Rajoelina had a word, a preemptive blow of sorts, for the doubters and denialists whom we shall always have amongst us: Do not denigrate this pharmaceutical breakthrough just because it is from Africa. Had it been produced in France or Germany or even Korea, would they turn their noses at it?
In the spirit of African brotherhood, Rajoelina ferried shipments of COVID Organics to some key African countries. Nigeria’s allotment was presented to President Muhammadu Buhari at a solemn ceremony in Abuja by the visiting President of Guinea-Bissau, Umaru Sissoco Embalo.
Even in Africa, there is no free lunch these days. And so, the bill arrived shortly thereafter: $170, 000, or about N68 million, for a product that Nigeria had not asked for, and the efficacy and safety of which are yet to win iron-clad international certification. That amount, by the way, is enough, to build and equip a primary healthcare facility in a rural area, even allowing for the usual shenanigans, I gather.
And, mind you, not a whiff of the concoction had yet titillated the nostrils of the principal officers of state; not a drop had landed in the test tubes of the certifying authorities before the bill collector came calling. That is un-African, sir.
This marketing by ambush, not COVID Organics and the properties claimed for it, is what has earned Madagascar’s President Rajoelina the first-place prize for Coronavirus 419 (or COVID 419) in the African category.

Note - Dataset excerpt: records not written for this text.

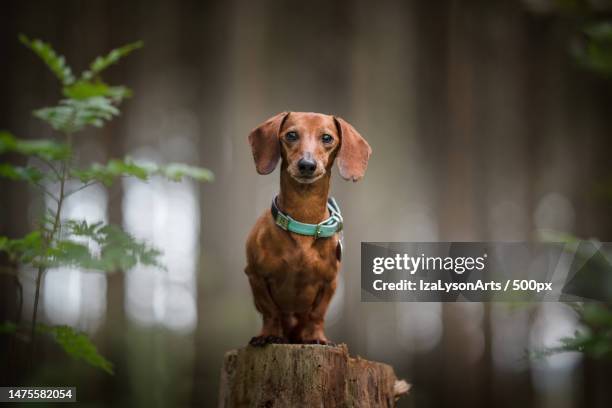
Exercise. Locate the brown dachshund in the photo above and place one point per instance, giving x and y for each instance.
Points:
(293, 276)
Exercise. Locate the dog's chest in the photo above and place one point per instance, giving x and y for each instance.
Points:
(305, 261)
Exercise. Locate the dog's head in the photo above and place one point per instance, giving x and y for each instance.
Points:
(308, 144)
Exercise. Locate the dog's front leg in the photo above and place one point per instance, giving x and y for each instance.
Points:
(271, 331)
(311, 324)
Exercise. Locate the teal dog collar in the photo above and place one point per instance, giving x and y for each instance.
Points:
(324, 229)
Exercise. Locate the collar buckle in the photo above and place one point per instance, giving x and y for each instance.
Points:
(282, 221)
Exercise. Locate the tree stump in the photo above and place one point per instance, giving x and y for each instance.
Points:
(296, 375)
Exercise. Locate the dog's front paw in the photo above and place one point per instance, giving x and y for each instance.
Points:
(320, 342)
(258, 341)
(276, 340)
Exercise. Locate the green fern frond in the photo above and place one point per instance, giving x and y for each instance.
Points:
(103, 62)
(56, 63)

The first-place winner in the Nigerian category, I can now report, is by the grace of Attorney-General Abubakar Malami (SAN) and our wayward courts, the Executive Governor of Kogi, the Confluence State, Alhaji Yahaya Bello. Why, by the way, does he have that startled look of a deer caught in the headlights of a vehicle at night in the stock picture that runs with stories about him in the media?

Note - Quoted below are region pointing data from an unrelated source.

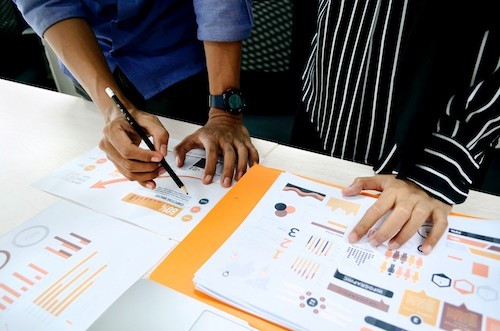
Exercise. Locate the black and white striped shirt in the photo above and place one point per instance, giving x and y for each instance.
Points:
(411, 87)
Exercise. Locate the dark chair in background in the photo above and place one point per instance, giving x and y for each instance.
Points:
(22, 58)
(266, 71)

Bello, it is hardly necessary to recall, had without fear and without research, declared his domain impregnable to the coronavirus and off-limits to the disease it spawns, though it has a common border with 10 of Nigeria’s 36 states and is the gateway to the nation’s capital Abuja and the North.

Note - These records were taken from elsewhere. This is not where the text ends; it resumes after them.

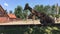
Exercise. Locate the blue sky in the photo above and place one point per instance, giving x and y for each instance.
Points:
(12, 4)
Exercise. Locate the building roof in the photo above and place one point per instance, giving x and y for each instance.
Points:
(11, 15)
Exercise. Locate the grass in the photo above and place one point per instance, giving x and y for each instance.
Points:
(30, 29)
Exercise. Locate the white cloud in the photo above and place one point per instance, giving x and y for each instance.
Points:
(5, 4)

Other than a special app he implausibly claimed to have developed and distributed throughout Kogi, he has been unable to furnish any reason for Kogi’s special dispensation in the matter. It is as though he regards it as an abomination for any state to harbor a single case of the affliction that kills far fewer people than malaria fever does.
To mention Coronavirus disease and Kogi in the same breath almost renders him apoplectic. To Bello, that is the epidemiological equivalent of treason.
Then, last week, the bubble burst.
A case of the affliction was reported in my hometown Kabba. Bello went ballistic, placing the entire area in a “total lockdown,” effective immediately, for the next two weeks.
While it lasted, no movement would be permitted even from one house to the next, for any purpose whatsoever. No movement of vehicles would be countenanced. Medical personnel would go from house to house to administer tests for Coronavirus. Relief materials, alias palliatives, would be distributed in like manner. The police would flood the area to enforce strict compliance, and the media would furnish in-depth reports.
In a moment of sobriety, Bello announced that the total lockdown would now start the day after, to allow residents to stock up on food and supplies and withdraw money from the banks, and conclude transactions in progress.
In the event, the lockdown ended the day it began. The alleged index case has tested negative, and so had members of his family. No other persons were tested. The state had neither the personnel nor the equipment. It had no palliatives to distribute. The whole thing was bluff and bluster.
Nevertheless, case proven beyond a reasonable doubt: No coronavirus in Kogi, officials exulted.
Bello must be running out of stunts. But his first-place prize in the race so far for Coronavirus 419 (or COVID-419) in the national category was well and truly earned.